4 De koning van Israël antwoordde: Zoals ge zegt, mijn heer en koning; met al het mijne behoor ik u toe.
Le roi d’Israël répondit: « Comme tu le dis, ô roi, mon seigneur; je suis à toi avec tout ce que j’ai. »
5 Maar de gezanten keerden terug en zeiden: Zo spreekt Ben-Hadad! Niet alleen uw goud en uw zilver, maar ook uw vrouwen en kinderen moet ge mij geven;
Les messagers revinrent et dirent: « Ainsi dit Benhadad: Je t’ai envoyé dire: Tu me livreras ton argent et ton or, tes femmes et tes enfants.
6 anders stuur ik morgen om deze tijd mijn volk, om uw paleis en de huizen uwer dienaren te doorzoeken; en dan grijpen ze alles, wat hun ogen begeren, en nemen het mee.

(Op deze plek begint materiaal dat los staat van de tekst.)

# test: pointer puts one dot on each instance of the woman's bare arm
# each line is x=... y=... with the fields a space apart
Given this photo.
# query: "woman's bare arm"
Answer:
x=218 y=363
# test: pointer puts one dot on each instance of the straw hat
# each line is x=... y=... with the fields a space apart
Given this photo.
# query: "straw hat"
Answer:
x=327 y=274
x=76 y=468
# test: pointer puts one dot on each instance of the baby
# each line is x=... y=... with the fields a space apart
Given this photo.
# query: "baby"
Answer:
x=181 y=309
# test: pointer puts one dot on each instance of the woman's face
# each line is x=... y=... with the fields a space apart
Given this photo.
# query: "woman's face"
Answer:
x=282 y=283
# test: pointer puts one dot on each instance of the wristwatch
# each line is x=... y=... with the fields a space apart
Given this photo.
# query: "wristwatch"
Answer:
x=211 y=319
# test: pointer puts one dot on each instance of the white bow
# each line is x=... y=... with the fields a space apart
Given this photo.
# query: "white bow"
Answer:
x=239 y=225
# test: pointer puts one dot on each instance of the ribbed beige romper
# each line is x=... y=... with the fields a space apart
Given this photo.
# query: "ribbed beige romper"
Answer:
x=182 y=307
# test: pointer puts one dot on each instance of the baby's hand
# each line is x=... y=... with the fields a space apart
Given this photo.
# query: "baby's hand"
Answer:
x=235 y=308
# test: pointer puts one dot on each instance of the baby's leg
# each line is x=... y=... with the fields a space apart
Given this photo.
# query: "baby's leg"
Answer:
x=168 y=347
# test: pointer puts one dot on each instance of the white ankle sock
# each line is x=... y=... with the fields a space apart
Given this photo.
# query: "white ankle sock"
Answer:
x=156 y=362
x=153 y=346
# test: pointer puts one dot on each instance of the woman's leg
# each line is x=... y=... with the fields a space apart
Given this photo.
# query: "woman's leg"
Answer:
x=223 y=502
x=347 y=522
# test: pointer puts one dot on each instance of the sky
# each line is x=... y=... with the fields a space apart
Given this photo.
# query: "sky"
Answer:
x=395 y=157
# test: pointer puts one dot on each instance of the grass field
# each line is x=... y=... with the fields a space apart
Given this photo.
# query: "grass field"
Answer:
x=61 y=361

Or quand demain, à cette heure, j’enverrai mes serviteurs chez toi, ils fouilleront ta maison et les maisons de tes serviteurs, et tout ce qui est précieux à tes yeux, ils le prendront de leurs mains et ils l’emporteront. »
7 Toen riep de koning van Israël al de oudsten bijeen en sprak: Thans ziet gij duidelijk, dat hij ons kwaad wil; want nu stuurt hij om mijn vrouwen en kinderen, terwijl ik hem toch mijn zilver en goud niet geweigerd heb.

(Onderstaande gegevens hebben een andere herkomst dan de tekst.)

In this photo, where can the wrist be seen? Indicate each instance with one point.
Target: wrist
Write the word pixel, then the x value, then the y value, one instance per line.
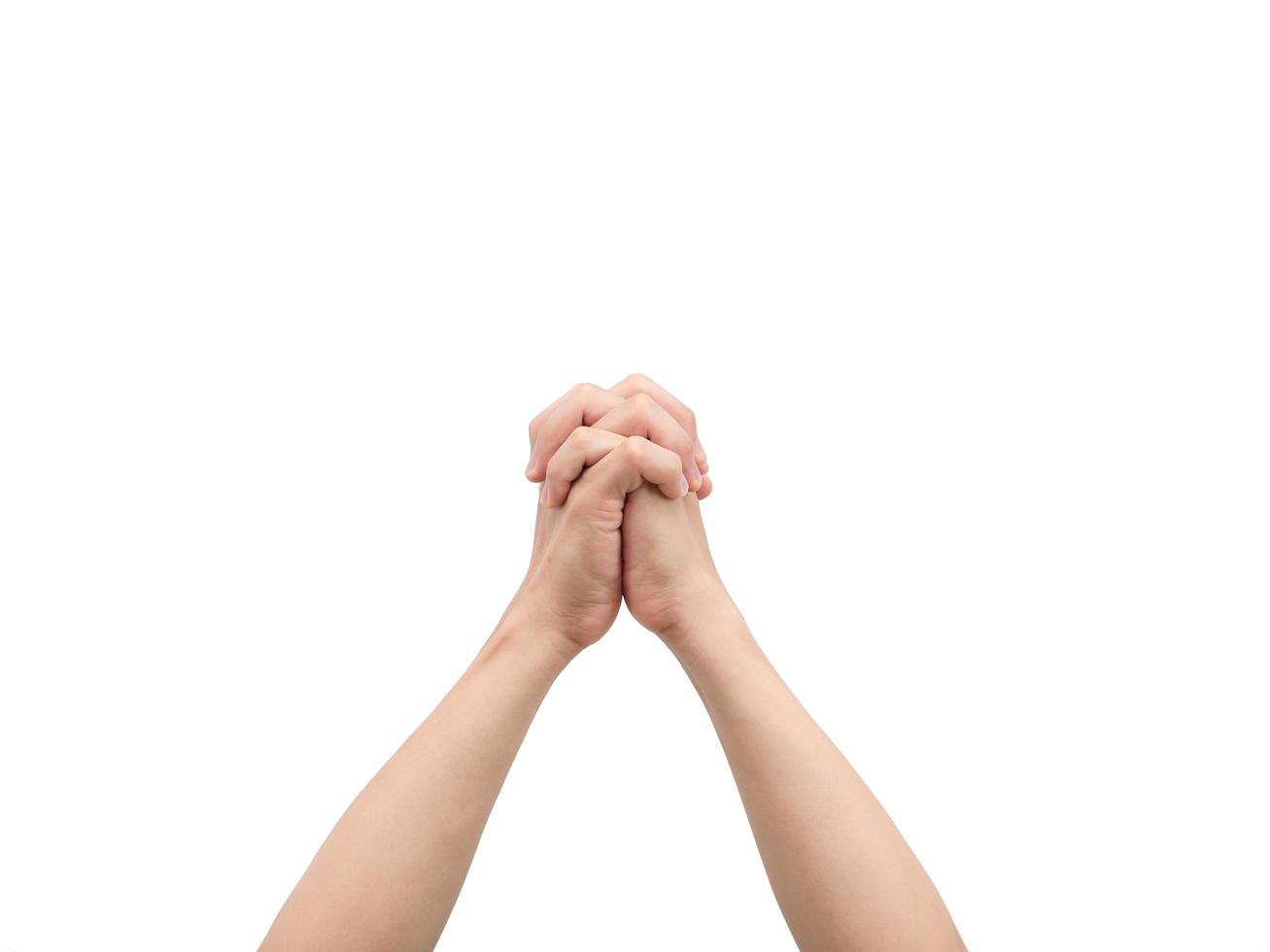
pixel 530 631
pixel 708 617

Le roi d’Israël convoqua tous les anciens du pays, et il dit: « Reconnaissez et voyez que cet homme veut notre malheur; car il m’a envoyé demander mes femmes et mes enfants, mon argent et mon or, et je ne lui avais pas refusé.
8 Al de oudsten en heel het volk antwoordden hem: Ga niet op het voorstel in en geef niet toe.
Tous les anciens et tout le peuple dirent à Achab: « Ne l’écoute pas et ne consens pas. »
9 Daarom sprak hij tot de gezanten van Ben-Hadad: Zegt aan mijn heer en koning: Al wat gij uw dienaar de eerste keer hebt laten bevelen, zal ik doen; maar dit kan ik niet. Daarop gingen de gezanten heen, en brachten het antwoord over.
Achab répondit donc aux messagers de Benhadad: Dites à mon seigneur le roi: Tout ce que tu as envoyé demander à ton serviteur la première fois, je le ferai, mais pour cette chose, je ne puis la faire. » Les messagers s’en allèrent, et lui portèrent la réponse.
10 Nu liet Ben-Hadad hem echter melden: Zo mogen de goden mij doen en nog erger, als het puin van Samaria voldoende zal zijn, om de holle hand te vullen van al het volk, dat ik onder mijn bevelen heb.
Benhadad envoya dire à Achab: « Que les dieux me traitent dans toute leur rigueur, si la poussière de Samarie suffit pour remplir le creux de la main de tout le peuple qui me suit! »
11 Maar de koning van Israël antwoordde: Er is een spreekwoord: "Iemand die aangespt moet niet juichen als iemand die losgespt."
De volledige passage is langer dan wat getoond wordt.